Selena’s Crossover Attempts

By the mid 1990s, Selena had dominated the Latin music charts and was ready to cross over into mainstream American pop. Her goal was to be the first Tejano superstar to achieve massive commercial success in English. She began recording English language albums and songs with producers like Keith Thomas who had worked with legendary pop acts like The Supremes. Tragically, just as Selena was poised for her much anticipated mainstream breakthrough, she was shot and killed by the president of her fan club, Yolanda Saldívar, on March 31, 1995 in Texas.

Selena’s English crossover album Dreaming of You was released posthumously in July 1995. It contained a mixture of new English songs Selena had been working on along with some Spanish material. Popular singles included “I Could Fall in Love” and “Dreaming of You” which Selena did not live to see become hits. The album debuted at number one on the Billboard 200 charts, a first for a Hispanic singer. Selena’s tragic death at the peak of her fame cut short her crossover dreams, but the popularity of her posthumous album gave a glimpse into the pop success she could have achieved.

Legacy and Influence

Although her life was tragically cut short at 23 years old, Selena left behind an impressive musical legacy and influence. She broke barriers for female Tejano singers in a male-dominated genre and brought a fresh sound fusing Mexican and American pop music. Selena paved the way for other Latin crossover artists like Jennifer Lopez, Shakira, and Becky G. She showed that artists of Latino heritage could achieve massive commercial success in America singing in both Spanish and English. Selena became a Latina icon and role model whose fashion style and music are still emulated today.

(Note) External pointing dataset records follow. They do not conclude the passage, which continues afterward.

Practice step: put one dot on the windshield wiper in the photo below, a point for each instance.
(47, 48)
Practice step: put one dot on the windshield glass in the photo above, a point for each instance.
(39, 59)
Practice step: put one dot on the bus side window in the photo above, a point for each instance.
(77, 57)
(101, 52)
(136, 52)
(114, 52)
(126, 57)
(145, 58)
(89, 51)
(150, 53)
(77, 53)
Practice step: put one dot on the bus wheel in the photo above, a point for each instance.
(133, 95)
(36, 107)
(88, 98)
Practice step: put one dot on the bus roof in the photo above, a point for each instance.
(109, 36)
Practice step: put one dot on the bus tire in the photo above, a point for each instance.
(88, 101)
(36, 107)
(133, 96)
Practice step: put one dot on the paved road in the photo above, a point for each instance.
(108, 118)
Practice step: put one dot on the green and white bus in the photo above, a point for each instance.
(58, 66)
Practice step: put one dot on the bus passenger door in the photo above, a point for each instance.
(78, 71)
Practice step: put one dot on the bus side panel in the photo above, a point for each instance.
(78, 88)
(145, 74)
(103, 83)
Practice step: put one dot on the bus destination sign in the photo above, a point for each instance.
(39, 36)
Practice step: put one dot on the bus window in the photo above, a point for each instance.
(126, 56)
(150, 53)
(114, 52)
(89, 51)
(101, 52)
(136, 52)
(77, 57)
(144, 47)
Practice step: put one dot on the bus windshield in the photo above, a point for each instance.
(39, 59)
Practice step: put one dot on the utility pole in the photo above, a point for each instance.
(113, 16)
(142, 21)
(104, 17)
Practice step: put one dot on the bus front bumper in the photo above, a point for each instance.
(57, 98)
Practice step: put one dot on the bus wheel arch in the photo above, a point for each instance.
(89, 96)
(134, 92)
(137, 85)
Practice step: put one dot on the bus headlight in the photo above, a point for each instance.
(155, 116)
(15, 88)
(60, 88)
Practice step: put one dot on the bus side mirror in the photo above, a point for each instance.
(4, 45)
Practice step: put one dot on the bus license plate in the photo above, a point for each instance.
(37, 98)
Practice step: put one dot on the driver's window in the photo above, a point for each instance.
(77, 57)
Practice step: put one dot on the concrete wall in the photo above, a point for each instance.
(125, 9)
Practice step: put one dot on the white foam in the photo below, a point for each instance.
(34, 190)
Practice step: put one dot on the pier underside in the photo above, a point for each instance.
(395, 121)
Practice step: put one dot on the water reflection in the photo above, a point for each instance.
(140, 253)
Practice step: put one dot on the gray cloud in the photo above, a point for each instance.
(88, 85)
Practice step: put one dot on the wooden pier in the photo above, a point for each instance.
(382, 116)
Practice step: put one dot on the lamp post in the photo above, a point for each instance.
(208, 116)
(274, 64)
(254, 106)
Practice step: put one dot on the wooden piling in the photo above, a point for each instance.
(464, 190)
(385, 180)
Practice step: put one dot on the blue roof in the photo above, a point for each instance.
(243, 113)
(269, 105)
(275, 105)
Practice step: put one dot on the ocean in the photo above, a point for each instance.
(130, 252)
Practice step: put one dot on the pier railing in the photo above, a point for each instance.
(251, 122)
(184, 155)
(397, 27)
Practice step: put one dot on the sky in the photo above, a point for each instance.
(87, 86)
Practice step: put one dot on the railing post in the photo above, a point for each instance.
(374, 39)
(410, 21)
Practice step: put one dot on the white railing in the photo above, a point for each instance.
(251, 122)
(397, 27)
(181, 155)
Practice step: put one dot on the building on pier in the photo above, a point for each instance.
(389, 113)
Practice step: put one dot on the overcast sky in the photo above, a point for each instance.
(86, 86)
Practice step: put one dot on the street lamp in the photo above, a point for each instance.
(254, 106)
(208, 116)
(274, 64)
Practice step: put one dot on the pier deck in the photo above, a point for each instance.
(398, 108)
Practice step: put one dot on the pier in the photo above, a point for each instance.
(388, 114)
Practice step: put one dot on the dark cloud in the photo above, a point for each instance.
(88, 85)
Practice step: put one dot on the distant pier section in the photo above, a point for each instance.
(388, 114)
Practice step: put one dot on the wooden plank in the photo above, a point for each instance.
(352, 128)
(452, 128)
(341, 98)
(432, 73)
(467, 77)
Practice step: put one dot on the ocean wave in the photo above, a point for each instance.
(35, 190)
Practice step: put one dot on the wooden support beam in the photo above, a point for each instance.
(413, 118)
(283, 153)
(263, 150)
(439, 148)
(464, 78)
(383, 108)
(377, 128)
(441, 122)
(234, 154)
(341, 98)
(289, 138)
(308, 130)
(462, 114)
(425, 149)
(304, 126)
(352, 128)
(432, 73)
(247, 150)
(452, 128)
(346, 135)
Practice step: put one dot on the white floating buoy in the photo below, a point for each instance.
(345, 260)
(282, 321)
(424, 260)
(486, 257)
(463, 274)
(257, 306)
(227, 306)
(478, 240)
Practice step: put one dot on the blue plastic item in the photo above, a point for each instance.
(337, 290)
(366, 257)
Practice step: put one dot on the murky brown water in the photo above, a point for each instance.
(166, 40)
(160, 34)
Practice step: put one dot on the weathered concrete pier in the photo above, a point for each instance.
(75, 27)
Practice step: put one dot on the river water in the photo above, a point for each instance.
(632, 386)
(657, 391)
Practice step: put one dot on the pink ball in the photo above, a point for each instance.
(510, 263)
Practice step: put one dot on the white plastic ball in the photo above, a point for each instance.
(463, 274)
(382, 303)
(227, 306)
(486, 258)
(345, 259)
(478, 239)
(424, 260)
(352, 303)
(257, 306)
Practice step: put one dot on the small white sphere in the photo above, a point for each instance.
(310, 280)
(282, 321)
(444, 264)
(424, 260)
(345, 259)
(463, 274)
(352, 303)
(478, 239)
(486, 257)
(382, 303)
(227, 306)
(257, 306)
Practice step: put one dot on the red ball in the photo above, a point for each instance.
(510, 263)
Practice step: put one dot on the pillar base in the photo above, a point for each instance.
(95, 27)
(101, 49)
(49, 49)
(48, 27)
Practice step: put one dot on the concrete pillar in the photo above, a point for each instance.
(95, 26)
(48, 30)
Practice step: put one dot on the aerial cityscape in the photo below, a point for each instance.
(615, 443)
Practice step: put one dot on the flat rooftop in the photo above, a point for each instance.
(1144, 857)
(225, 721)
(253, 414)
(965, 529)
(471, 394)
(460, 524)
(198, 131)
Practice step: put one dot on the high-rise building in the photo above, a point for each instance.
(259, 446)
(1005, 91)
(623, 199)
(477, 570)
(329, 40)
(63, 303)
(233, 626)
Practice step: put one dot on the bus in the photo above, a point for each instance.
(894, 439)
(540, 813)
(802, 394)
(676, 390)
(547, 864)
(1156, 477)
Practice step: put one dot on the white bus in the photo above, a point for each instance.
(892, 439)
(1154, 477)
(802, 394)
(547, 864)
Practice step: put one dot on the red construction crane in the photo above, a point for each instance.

Selena’s legacy continues through various media about her life. Lifetime produced a biopic Selena in 1997 starring Jennifer Lopez which introduced her story to wider audiences. A Broadway-style musical Selena Forever opened in Texas in 2019. Numerous documentaries about Selena have also been created over the years. Mac Cosmetics’ limited edition Selena makeup line in 2016 broke sales records. Clearly Selena’s cultural impact and musical talent resonate strongly even decades after her passing.


Although predominantly known for her Tejano music, Selena Quintanilla-Pérez was actually inspired by many American pop artists. Her favorite musicians included Madonna, Janet Jackson, Paula Abdul, and Michael Jackson. Their styles, songs, and barrier-breaking success helped shape Selena as she aimed for her own English crossover pop career. Though tragically cut short, Selena’s immense talent and charisma brought Mexican-American music into the mainstream and paved the way for future Latin pop artists. She remains one of the most influential Latino musicians in American pop culture history.